California Governor Gavin Newsom has announced that the state plans to ban the sale of new gasoline-powered vehicles starting in the year 2035 in an effort to reduce global warming emissions. The plan will not prevent people from owning ICE vehicles or selling them, but it would end the sale of all new gas-powered vehicles in a state with a population of 40 million that accounts for one out of 10 new cars sold in the U.S.
While 15 countries around the world have adopted similar mandates, California is the first U.S. state to make the commitment to electric vehicles. Newsom signed the executive order directing state regulators to develop new regulations to meet the deadline on the hood of a Ford Mustang Mach-E, the automaker’s first mass-produced all-electric vehicle.
This mandate undoubtedly places a great deal of pressure on all automakers, including Ford. However, in addition to the aforementioned Mach-E, The Blue Oval has a variety of electric vehicles in the works, including the 2023 Ford F-150 EV, which is due to arrive in mid-2022.
In addition, Ford’s recently reached labor agreement with Canadian union Unifor includes a $1.95 million investment in the Ford Oakville Assembly Plant to retool it for the future production of five electric vehicles. That process will begin in 2024, with the first EV expected to roll off the assembly line in 2025.

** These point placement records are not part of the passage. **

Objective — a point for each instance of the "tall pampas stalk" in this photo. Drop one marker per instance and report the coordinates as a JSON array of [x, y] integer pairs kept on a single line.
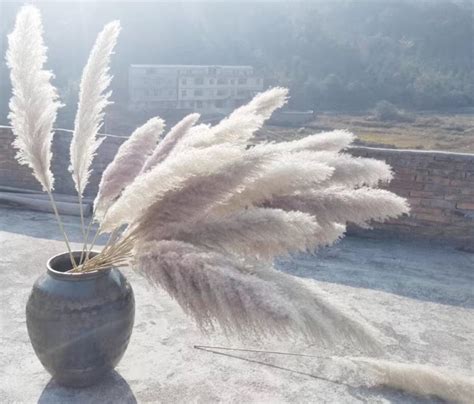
[[206, 210], [153, 185], [35, 102], [244, 298], [418, 379], [166, 146], [127, 164], [93, 98]]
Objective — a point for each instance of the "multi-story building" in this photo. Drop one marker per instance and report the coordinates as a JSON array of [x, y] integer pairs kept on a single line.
[[192, 87]]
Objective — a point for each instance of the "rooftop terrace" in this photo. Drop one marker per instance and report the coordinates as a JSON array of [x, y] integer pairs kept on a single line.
[[419, 295]]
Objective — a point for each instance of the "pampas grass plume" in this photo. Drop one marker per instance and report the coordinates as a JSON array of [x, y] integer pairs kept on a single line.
[[33, 108], [93, 99]]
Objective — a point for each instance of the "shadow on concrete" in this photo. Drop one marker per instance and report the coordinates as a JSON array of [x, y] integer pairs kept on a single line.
[[416, 269], [43, 225], [113, 389], [359, 392]]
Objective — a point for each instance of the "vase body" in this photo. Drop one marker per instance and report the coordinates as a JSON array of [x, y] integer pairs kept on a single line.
[[79, 324]]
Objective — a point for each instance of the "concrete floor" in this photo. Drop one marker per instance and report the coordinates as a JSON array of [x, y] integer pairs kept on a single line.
[[418, 295]]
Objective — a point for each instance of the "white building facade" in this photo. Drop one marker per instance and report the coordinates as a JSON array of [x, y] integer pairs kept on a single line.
[[191, 87]]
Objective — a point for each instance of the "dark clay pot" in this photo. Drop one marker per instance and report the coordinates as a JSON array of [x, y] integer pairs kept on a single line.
[[79, 324]]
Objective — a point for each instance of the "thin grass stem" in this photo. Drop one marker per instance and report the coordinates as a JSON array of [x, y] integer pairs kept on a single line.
[[61, 227]]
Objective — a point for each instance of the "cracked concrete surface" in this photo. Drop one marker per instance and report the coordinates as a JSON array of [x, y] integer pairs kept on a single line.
[[420, 296]]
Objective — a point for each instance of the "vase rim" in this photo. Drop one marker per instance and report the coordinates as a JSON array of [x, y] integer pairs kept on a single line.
[[58, 259]]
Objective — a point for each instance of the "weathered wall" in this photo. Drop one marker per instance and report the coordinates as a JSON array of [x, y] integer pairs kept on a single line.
[[439, 186]]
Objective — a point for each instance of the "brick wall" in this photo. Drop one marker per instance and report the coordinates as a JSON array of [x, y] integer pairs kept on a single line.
[[440, 189], [438, 185]]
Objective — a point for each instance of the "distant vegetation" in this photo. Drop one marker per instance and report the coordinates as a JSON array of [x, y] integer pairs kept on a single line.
[[333, 55]]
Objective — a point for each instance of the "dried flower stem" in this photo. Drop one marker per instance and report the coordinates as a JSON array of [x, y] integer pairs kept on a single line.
[[61, 227]]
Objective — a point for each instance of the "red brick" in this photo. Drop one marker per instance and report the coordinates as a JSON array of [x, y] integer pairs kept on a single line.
[[465, 205], [422, 194]]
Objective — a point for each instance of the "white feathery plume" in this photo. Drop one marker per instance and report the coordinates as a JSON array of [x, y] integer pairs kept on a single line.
[[285, 174], [352, 171], [93, 99], [127, 164], [164, 148], [180, 208], [335, 140], [240, 126], [260, 233], [422, 380], [34, 104], [339, 204], [264, 104], [246, 299], [150, 187]]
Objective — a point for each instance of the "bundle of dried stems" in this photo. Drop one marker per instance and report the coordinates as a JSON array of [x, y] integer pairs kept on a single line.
[[202, 211]]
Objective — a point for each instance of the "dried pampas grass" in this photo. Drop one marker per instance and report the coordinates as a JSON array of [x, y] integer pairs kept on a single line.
[[205, 211], [34, 105], [93, 99], [245, 299], [421, 380], [127, 164]]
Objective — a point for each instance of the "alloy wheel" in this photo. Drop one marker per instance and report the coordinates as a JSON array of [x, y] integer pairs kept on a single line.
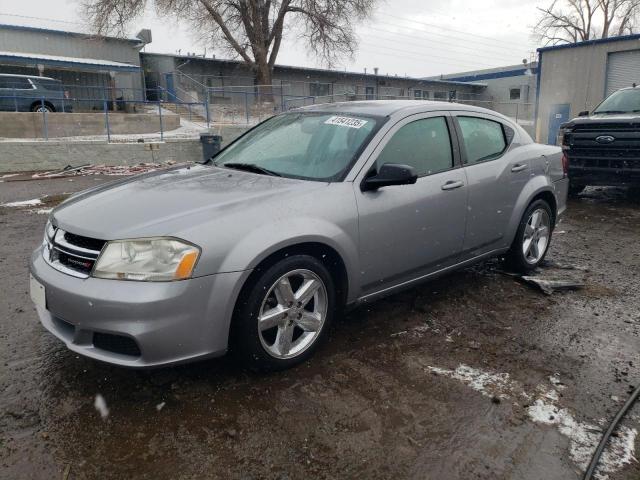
[[292, 313], [536, 236]]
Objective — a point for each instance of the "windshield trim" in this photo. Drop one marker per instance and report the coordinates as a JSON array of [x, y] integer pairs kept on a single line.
[[605, 112], [381, 120]]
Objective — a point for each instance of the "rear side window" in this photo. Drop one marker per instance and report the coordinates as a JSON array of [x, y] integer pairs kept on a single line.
[[424, 144], [48, 84], [483, 139]]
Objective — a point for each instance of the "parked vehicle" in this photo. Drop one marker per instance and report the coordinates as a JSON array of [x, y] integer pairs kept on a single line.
[[603, 148], [26, 93], [312, 210]]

Last month, Ford joined Honda, BMW, Volkswagen, and Volvo in signing a binding emissions agreement with California that will compel them to follow the state’s vehicle emissions standards moving forward, which are currently stricter than those imposed by the federal government.
Per California’s rules, the five automakers will need to improve the average fuel economy of their vehicles from the current standard of 38 miles-per-gallon to 51 miles-per-gallon by the year 2026. Additionally, the automakers will work to produce vehicles that have lower emissions than are required by federal standards.